Possible mechanisms of PVCs near the AVN

While the mechanism of AVN-PVCs cannot be determined from a clinical study, an appreciation of the particular anatomy and the lack of overlying connective muscular tissue of the distal compact AVN and proximal His bundle potentially provides some insights [15, 17, 18]. Different EP characteristics between the AVN-His conduction system and the neighbouring ventricular myocardium which practically may potentially provide the anisotropic conduction necessary for the initiation of re-entry, abnormal automaticity or triggered activity, was speculated as to the role of these tissues in ventricular arrhythmogenesis.

Clinical implications

Catheter ablation of AVN-PVC is a challenging task and has a risk of AVB. The distal compact AVN and proximal His bundle have no overlying connective muscular tissue layer which practically makes them relatively unprotected to RFCA injury.

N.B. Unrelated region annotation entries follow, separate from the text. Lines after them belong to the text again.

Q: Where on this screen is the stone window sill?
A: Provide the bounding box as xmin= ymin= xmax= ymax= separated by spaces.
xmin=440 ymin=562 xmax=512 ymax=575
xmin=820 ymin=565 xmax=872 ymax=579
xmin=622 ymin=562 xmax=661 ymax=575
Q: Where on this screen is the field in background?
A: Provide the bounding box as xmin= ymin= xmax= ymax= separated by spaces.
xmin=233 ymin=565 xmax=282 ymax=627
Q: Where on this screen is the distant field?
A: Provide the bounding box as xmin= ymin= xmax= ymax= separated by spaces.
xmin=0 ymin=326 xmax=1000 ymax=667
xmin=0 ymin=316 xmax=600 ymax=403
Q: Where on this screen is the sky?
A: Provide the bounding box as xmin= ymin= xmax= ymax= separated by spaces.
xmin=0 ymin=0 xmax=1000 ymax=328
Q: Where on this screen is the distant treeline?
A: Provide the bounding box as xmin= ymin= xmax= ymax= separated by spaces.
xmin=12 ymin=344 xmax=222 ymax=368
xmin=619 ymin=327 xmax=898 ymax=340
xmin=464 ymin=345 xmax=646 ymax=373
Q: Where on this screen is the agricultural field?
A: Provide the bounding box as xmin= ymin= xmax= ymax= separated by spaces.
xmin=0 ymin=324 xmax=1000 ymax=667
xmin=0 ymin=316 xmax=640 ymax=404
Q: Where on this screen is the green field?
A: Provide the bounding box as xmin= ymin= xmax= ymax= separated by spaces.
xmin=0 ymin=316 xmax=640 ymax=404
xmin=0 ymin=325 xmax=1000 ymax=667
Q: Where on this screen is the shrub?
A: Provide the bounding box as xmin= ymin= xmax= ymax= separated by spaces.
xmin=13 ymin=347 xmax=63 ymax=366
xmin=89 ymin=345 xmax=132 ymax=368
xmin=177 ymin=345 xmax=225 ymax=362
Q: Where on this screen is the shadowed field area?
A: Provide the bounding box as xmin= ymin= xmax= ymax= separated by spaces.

While in the subvalvular region, the distal His bundle is covered and well protected by an insulating layer. RFCA using the reversed C curve technique in the subvalvular region shows to be safe for RFCA of these AVN-PVCs with lower risk of damage to conduction system because the AVN is protected by the TV during RFCA application and distal His bundle is well protected by insulating layer at this location [15, 17, 18].

Study limitations

There are several limitations with this retrospective study. First, intra-cardiac echocardiography was not used to confirm the RFCA target. Therefore, whether the exact PVCs RFCA target are underneath the septal leaflet of the TV or not could not be ascertained. Second, the genesis of PVCs near the AVN were not determined. Third, all of the PVCs were successfully ablated despite that isolated pre-potential or low voltage fragmented potentials during PVCs were not recorded. The causes for lack of recording for isolated pre-potential or fragmented potential were only speculative. Fourth, cryoablation with reversed C curve technique could be difficult to achieved the subvalvular area due to the stiffness of the cryoablation catheter. Fifth, this was a retrospective analysis result, which needs to be validated with a prospective study with a larger sample size.

Conclusions

PVCs near the AVN are a subgroup of idiopathic PVCs with distinctive ECG and EP features. RFCA with reversed C curve technique underneath the septal leaflet of the TV is effective and safe for the acute elimination of these challenging AVN-PVCs. Advanced knowledge of the anatomy near the AVN, His bundle and TV, ECG and EP features are useful in planning and facilitating the RFCA procedure.